The art of incident handling
19 January 2018 | 0
Incident handling is a fine art.
Getting the balance right between what is necessary to address the issues, while simultaneously handling any fall out, be it internal, external or through the media, is critical.
Two very different examples have arisen lately, neither of which, to be honest, are likely to make it into the text books as templates for the state of the art.
The first issue was the Spectre/Meltdown debacle, and the other was the iPhone throttling mess.
“Given the extent of the flaws, the fact that the hardware affected was so widespread and the number of vendors involved so great, it was probably for the best that it was kept a secret until such time as it could be addressed”
Each of these issues was handled very differently, except both only really came to light as a result of external intervention that pre-empted efforts to contain information.
With the iPhone throttling story, it turns out that Apple has been retarding the performance of certain iPhone models as their batteries degrade as they get older. The idea being that Apple did not want the iPhone ‘experience’ to be compromised by shorter battery life, and took the decision to throttle performance instead of risk shorter endurance.
The critical thing about this was that Apple not only conceived of this but implemented it, without either the consultation or consent of users.
This has been widely interpreted as massively arrogant and disrespectful by a manufacturer that has, in the past, indicated that the Apple device owner should always have ultimate control, even where that control might clash with the likes of corporate fleet group policies. Ultimate control, it seems, except when Apple deems otherwise.
Given the fact the iPhone is so popular, there is a broad range among the users of both knowledge and experience in usage.
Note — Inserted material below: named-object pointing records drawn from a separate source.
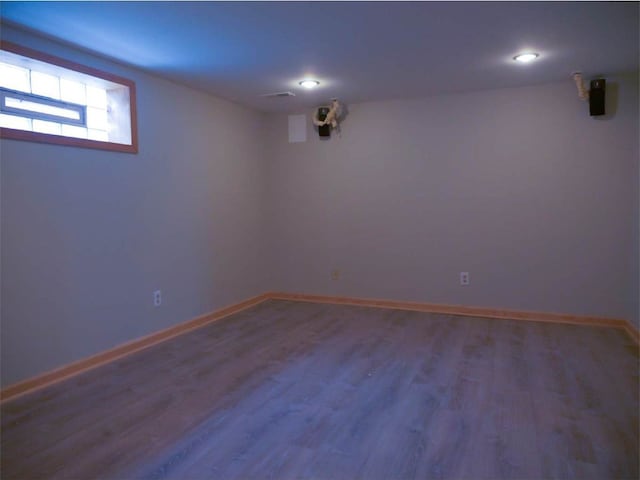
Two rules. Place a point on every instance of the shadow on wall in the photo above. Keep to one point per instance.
(610, 103)
(342, 115)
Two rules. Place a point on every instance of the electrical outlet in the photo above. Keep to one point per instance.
(157, 298)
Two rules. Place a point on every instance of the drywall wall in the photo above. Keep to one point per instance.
(519, 187)
(87, 235)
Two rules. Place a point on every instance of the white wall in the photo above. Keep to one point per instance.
(87, 235)
(520, 187)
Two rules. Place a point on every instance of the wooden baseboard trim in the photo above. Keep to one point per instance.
(632, 331)
(462, 310)
(81, 366)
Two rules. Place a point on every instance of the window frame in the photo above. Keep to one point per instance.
(12, 134)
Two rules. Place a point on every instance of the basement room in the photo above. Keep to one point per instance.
(319, 240)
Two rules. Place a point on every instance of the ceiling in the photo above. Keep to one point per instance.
(359, 51)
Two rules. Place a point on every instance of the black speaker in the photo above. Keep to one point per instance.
(596, 97)
(324, 130)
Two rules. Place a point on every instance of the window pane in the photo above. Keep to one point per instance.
(74, 92)
(97, 118)
(97, 97)
(100, 135)
(43, 126)
(17, 123)
(28, 106)
(45, 85)
(72, 131)
(15, 78)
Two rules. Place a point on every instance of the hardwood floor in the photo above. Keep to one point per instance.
(299, 390)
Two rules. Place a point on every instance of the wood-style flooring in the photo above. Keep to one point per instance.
(293, 390)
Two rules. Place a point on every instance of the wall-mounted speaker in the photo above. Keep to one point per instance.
(596, 97)
(323, 130)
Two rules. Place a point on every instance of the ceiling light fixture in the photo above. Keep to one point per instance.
(526, 57)
(309, 83)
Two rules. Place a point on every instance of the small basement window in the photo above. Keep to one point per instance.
(48, 99)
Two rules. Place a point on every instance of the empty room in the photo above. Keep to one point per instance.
(319, 240)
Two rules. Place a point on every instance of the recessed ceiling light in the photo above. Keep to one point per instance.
(526, 57)
(309, 83)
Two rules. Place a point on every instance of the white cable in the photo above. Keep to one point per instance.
(583, 93)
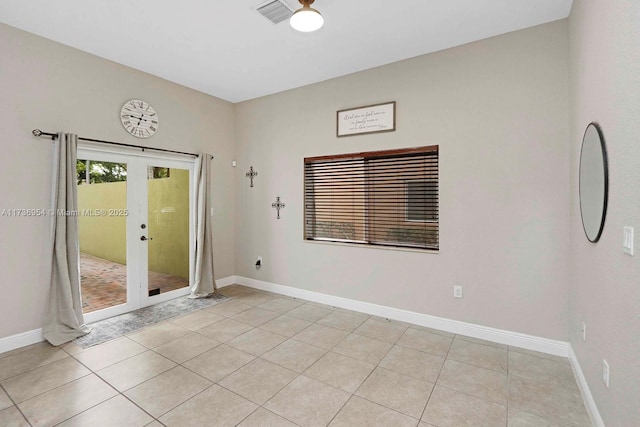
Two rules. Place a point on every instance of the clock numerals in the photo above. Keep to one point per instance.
(139, 118)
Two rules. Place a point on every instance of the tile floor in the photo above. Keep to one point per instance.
(262, 359)
(104, 283)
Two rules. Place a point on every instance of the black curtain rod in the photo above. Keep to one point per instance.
(38, 132)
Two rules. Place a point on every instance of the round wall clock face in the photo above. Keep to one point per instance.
(139, 118)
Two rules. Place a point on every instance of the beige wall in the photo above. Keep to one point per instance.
(499, 111)
(103, 236)
(605, 291)
(53, 87)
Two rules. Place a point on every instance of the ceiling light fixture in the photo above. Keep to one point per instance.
(306, 19)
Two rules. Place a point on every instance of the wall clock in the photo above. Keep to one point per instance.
(139, 118)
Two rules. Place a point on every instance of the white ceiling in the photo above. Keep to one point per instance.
(226, 49)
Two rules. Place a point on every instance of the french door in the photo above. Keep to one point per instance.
(136, 231)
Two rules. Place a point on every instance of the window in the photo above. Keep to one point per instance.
(380, 198)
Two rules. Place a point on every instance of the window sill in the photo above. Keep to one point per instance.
(374, 247)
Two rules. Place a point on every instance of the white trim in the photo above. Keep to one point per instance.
(33, 337)
(226, 281)
(530, 342)
(587, 397)
(20, 340)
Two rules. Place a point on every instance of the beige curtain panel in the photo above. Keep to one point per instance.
(63, 318)
(204, 284)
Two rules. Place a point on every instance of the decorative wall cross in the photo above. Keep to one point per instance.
(278, 205)
(251, 174)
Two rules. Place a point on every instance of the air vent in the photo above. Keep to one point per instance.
(275, 11)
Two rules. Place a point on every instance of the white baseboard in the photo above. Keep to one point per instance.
(226, 281)
(20, 340)
(587, 397)
(530, 342)
(32, 337)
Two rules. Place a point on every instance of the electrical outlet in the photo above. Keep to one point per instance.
(457, 291)
(627, 243)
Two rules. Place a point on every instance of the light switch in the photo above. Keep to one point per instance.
(628, 240)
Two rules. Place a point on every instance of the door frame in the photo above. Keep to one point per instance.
(137, 205)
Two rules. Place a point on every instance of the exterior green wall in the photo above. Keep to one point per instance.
(104, 236)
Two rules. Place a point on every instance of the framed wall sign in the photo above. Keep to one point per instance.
(367, 119)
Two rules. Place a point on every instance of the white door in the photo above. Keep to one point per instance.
(136, 231)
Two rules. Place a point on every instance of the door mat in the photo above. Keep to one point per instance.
(115, 327)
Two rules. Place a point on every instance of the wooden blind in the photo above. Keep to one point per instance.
(386, 198)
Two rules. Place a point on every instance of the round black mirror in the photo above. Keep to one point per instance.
(594, 182)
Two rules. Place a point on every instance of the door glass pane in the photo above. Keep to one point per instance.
(168, 222)
(102, 215)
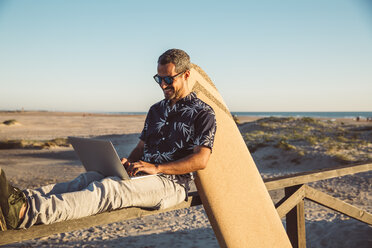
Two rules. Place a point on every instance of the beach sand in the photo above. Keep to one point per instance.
(30, 168)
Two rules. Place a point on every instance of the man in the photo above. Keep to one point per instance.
(176, 141)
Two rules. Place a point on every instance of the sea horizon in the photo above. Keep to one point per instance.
(314, 114)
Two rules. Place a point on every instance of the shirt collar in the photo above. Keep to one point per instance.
(184, 100)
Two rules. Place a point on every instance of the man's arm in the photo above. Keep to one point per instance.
(135, 155)
(193, 162)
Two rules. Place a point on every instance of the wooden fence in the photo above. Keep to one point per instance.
(291, 207)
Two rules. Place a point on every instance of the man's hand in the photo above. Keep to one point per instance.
(125, 163)
(145, 167)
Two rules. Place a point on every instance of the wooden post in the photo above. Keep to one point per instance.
(295, 221)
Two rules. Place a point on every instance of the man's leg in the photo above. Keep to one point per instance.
(79, 183)
(107, 194)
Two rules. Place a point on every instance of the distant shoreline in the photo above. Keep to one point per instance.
(245, 115)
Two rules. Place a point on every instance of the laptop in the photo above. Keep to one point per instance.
(100, 156)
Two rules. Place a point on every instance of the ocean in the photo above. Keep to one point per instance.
(350, 115)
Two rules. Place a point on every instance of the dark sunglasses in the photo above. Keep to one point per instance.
(168, 80)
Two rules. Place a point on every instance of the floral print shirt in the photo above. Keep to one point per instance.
(171, 133)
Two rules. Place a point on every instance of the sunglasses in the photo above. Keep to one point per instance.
(168, 80)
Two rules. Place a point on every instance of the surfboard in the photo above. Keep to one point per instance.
(232, 191)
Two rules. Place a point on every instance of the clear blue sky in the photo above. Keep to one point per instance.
(262, 55)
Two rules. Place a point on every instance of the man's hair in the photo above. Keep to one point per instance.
(178, 57)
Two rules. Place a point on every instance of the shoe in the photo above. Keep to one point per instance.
(12, 200)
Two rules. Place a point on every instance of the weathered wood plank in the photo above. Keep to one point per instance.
(312, 176)
(337, 205)
(38, 231)
(290, 201)
(295, 220)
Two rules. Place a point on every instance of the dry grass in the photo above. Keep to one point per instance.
(307, 135)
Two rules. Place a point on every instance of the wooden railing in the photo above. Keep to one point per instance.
(291, 207)
(296, 191)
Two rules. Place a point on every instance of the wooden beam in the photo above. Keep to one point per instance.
(38, 231)
(317, 175)
(295, 220)
(337, 205)
(290, 201)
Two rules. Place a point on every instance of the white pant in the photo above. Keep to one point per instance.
(91, 193)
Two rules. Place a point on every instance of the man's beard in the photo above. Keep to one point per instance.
(169, 93)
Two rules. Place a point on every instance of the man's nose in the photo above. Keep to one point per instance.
(163, 85)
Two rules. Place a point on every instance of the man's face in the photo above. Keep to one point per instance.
(177, 89)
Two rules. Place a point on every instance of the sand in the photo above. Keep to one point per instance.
(29, 168)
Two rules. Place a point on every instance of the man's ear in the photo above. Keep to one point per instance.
(187, 74)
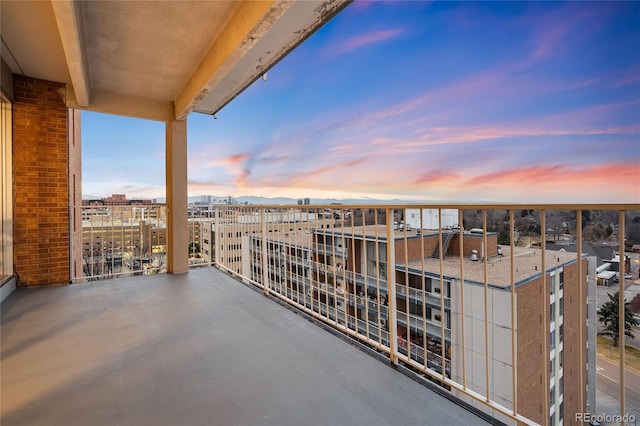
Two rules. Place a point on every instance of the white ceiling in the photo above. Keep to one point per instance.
(154, 59)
It is perfectly reasonable to assume that a very large cadre of owners would indeed opt for the throttling to benefit from less compromised battery endurance. However, not providing users with the benefit of the knowledge of what was going on, nor the ability to opt out of it, is unforgivable.
Added to the unforgiveable, it turns out that it is now going to be expensive too. Despite the fact that iPhones in recent generations have scored very poorly on tear down tests in terms of replaceable parts, Apple has been forced into offering discounted battery changes for older devices, complicating an already vexed set of options for users. But also, no doubt, counting on the fact that many users will weigh up the cost and the time without their device, in determining whether to go for a new battery for an older device.
Either way, a company that sneak unwanted albums on to millions of devices worldwide, is easily capable of a campaign of information to explain an issue such as natural battery degradation and its effects, providing the option for either a ready-made remediation measure of throttling, or an opt-out for full performance with the hit of shortened battery life. In fact, in recent days, it has been announced that there will be an opt-out option from the throttling measure, revising the earlier efforts.
By contrast, the Spectre and Meltdown issue could not have been handled differently.
When the side-channel memory flaws dubbed Spectre and Meltdown were first identified and brought to the attention of the respective chip manufacturers in June of 2017, the information was kept under tight wraps as the full extent of the issues were examined, and their impact determined.
However, the decision to keep that tight-lipped regime until fixes could be developed and distributed, was arguably, the right one. Given the extent of the flaws, the fact that the hardware affected was so widespread and the number of vendors involved so great, it was probably for the best that it was kept a secret until such time as it could be addressed.
However, when the news broke in late December, early January, there was still much confusion, with different manufacturers making different claims as to the extent of vulnerability to the issues, despite a full six months to have dealt with it.
Furthermore, several of the fixes were obviously not fully tested and there were widespread issues, from AMD PCs being essentially bricked, to Intel PCs going into unexpected reboots. While performance hits were anticipated, what was not expected was for patches to be labelled “optional” due to unwanted side effects, or patches for patches due to the aforementioned.
Lessons to be learned
The lessons here are that everyone needs to be better at incident handling.
Firstly, when something comes to light and there is a secret scramble to fix it, right there and then, there should be a strategy to handle the issue coming to light immediately. And, with every significant development in the remediation process before revelation, that strategy should be updated. Not only that, a decision should be made while the veil of secrecy still holds for when the issue should be revealed. This should be at the earliest possible point in the remediation process, while being cognisant of the risks of revelation.
By doing this, those responsible for the remediation appear to be responsible and considered in their actions, not running scared and taken unawares.
Secondly, and especially where consumers are involved, they should be given due respect for ownership of their own devices. No vendor, irrespective of their perception in the market, should adopt the “don’t worry your pretty little head” approach as it will ultimately bite them—as well it should.
Will Apple, Intel, AMD or ARM ultimately suffer irreparable damage for their poor handling of these respective incidents? Probably not, but have they been tarnished in terms of their public perception, I would argue, undoubtedly.
But we can all learn important lessons from their experiences, and keep a copy of that Jon Ronson book on standby.